Ahmed Ali El Din, highly valued researcher at Elastisys, has successfully defended his doctoral thesis entitled “Workload Characterization, Controller Design and Performance Evaluation for Cloud Capacity Autoscaling” on October 2, 2015 at Umeå University. His work on auto-scaling and workload characterization is at the very core of the Elastisys cloud platform’s predictive and pro-active auto-scaling features.
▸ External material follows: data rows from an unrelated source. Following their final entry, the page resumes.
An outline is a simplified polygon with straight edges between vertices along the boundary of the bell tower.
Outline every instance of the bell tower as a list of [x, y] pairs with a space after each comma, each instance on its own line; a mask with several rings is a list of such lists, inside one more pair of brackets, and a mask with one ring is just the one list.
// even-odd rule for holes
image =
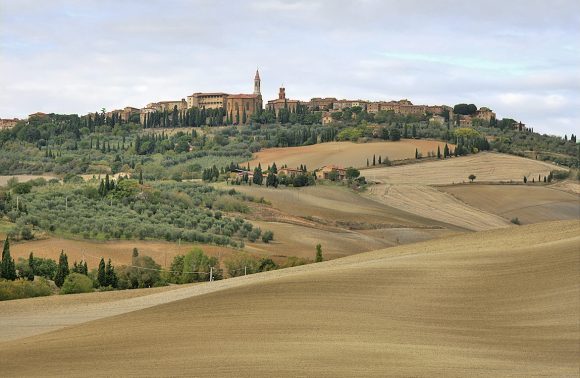
[[258, 96], [262, 95], [260, 93], [260, 73], [258, 72], [257, 69], [256, 69], [256, 77], [254, 77], [254, 94]]

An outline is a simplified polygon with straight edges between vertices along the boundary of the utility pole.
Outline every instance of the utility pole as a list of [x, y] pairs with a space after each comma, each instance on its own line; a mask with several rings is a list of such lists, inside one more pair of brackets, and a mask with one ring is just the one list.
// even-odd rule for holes
[[68, 210], [68, 196], [64, 197], [64, 209]]
[[244, 266], [244, 276], [248, 273], [247, 266]]
[[213, 266], [209, 267], [209, 282], [213, 281]]
[[20, 211], [20, 197], [16, 196], [16, 211]]

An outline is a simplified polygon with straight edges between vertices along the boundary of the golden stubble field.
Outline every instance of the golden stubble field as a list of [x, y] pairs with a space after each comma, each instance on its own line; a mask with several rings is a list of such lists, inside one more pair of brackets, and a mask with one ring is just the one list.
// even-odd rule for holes
[[156, 293], [0, 343], [2, 373], [575, 376], [579, 243], [578, 222], [543, 223]]
[[[343, 167], [366, 167], [367, 159], [372, 164], [373, 155], [377, 162], [379, 156], [388, 157], [390, 160], [414, 159], [415, 149], [427, 156], [429, 151], [437, 151], [437, 146], [443, 151], [444, 142], [423, 139], [402, 139], [398, 142], [329, 142], [311, 146], [268, 148], [254, 154], [250, 166], [255, 167], [258, 163], [266, 168], [272, 163], [281, 167], [284, 164], [295, 168], [306, 164], [309, 170], [320, 168], [324, 165], [336, 164]], [[244, 163], [246, 164], [246, 163]]]
[[[366, 169], [361, 174], [365, 175], [367, 180], [376, 183], [365, 194], [371, 199], [411, 214], [429, 217], [467, 230], [481, 231], [509, 227], [511, 218], [495, 209], [494, 205], [484, 206], [484, 201], [469, 199], [478, 197], [477, 193], [482, 188], [479, 182], [519, 183], [523, 181], [524, 176], [537, 179], [538, 175], [541, 175], [543, 178], [550, 171], [557, 169], [562, 168], [517, 156], [479, 153], [421, 164]], [[447, 185], [447, 188], [453, 188], [453, 184], [469, 182], [468, 176], [472, 173], [476, 175], [476, 184], [461, 186], [463, 188], [461, 192], [465, 194], [463, 197], [453, 195], [455, 189], [444, 190], [437, 187]], [[521, 201], [525, 204], [522, 206], [535, 206], [545, 202], [550, 195], [552, 199], [549, 201], [554, 202], [561, 197], [560, 192], [553, 191], [545, 193], [545, 198], [539, 198], [534, 195], [533, 189], [543, 184], [536, 185], [536, 187], [517, 186], [520, 189], [513, 191], [518, 191], [520, 197], [507, 196], [506, 200], [516, 203]], [[526, 192], [527, 189], [530, 190], [530, 195]], [[463, 201], [463, 198], [466, 200]], [[561, 214], [559, 210], [554, 210], [552, 217], [543, 220], [570, 219], [570, 210], [567, 208], [561, 210]], [[540, 218], [537, 219], [540, 221]]]
[[477, 182], [523, 182], [538, 175], [547, 176], [552, 170], [563, 168], [538, 160], [493, 152], [429, 161], [421, 164], [365, 169], [361, 172], [368, 180], [388, 184], [448, 185], [469, 182], [468, 176], [477, 176]]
Ahmed’s post-graduate work started by developing very smart auto-scaling algorithms. He quickly realized, though, that no matter how smart an algorithm may be, it will not be great for all workloads. Thus, he started studying the essential properties of server workloads for cloud services. That research turned into workload characterization, which is about determining what
class a workload pattern belongs to. This is based on similarities with other, already known workloads. Using that information, one can configure a set of auto-scaling algorithms to perform better. Ahmed’s research shows that, e.g., one configuration is better for a web site experiencing rather
normal load, whereas another configuration is better if the load starts to resemble like that of Wikipedia’s more popular articles. He has also, as part of his doctoral thesis, compared various auto-scaling algorithms for efficiency in face of uncertainty using a metric developed solely for that purpose. It shows that there are many gains to be made by choosing a smart auto-scaling system. We are very happy that Ahmed’s research will continue to fuel the products and services offered by Elastisys.
Ahmed will stay at Umeå University for at least the coming two years as a postdoc. During that time, he will continue his work in auto-scaling, workload characterization, and remain a key member in CACTOS. CACTOS is the European Union’s research project on “Context-Aware Cloud Topology Optimisation and Simulation”, which will optimize how cloud data centers operate, today and in the future.
Awesome job, Ahmed! Keep up the great work, and we are really happy for you!